The scale of private charity has also been unprecedented. There are yet
no statistics, but I'll wager the most generous state in the union will
prove to have been arch-Republican Texas and that, nationally,
contributions in cash and kind are coming disproportionately from people
who vote Republican. For the world divides into "the mouths" and "the
wallets."

The Bush-bashing, both down there and up here, has so far lost touch with
reality, as to raise questions about the bashers' state of mind. Consult
any authoritative source on how government works in the United States and
you will learn that the U.S. federal government's legal, constitutional,
and institutional responsibility for first response to Katrina, as to any
natural disaster, was zero.

Notwithstanding, President Bush took the prescient step of declaring a
disaster, in order to begin deploying FEMA and other federal assets, two
full days in advance of the storm fall. In the little time since, he has
managed to co-ordinate an immense recovery operation -- the largest in
human history -- without invoking martial powers. He has been
sufficiently presidential to respond, not even once, to the
extraordinarily mendacious and childish blame-throwing.

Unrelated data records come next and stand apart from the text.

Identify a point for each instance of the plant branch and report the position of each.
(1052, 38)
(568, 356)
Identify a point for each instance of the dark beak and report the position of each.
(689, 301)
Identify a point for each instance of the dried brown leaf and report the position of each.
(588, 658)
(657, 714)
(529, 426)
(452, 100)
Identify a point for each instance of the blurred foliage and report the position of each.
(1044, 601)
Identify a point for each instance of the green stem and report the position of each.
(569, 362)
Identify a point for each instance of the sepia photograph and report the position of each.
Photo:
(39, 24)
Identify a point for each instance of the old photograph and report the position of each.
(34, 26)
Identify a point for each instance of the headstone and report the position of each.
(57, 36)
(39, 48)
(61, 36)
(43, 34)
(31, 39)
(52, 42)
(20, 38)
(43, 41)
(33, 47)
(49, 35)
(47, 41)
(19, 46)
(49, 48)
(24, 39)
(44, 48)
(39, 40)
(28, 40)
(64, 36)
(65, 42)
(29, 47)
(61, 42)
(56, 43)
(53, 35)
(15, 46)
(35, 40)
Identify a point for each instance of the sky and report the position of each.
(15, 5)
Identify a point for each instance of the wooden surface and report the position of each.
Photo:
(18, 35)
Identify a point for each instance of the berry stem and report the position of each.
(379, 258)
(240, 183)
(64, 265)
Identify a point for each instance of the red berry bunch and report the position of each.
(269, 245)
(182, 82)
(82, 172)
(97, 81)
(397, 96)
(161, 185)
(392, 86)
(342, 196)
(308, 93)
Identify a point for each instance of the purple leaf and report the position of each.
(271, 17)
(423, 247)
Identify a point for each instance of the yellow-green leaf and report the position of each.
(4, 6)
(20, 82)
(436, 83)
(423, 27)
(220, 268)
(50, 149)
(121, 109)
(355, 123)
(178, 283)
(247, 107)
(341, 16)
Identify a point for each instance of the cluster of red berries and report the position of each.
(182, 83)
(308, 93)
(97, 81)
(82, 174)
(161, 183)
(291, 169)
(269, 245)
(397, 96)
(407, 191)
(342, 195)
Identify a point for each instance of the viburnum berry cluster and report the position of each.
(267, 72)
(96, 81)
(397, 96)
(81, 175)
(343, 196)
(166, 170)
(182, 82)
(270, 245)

If one thinks of Kipling's poem -

If you can keep your head when all about you

Are losing theirs and blaming it on you;

If you can trust yourself when all men doubt you,

But make allowance for their doubting too;

If you can wait and not be tired by waiting,

Or being lied about, don't deal in lies,

Or being hated, don't give way to hating,

And yet don't look too good, nor talk too wise.

Unlike his critics, Bush is a man, in the full sense presented by these
verses. A fallible man, like all the rest, but a man.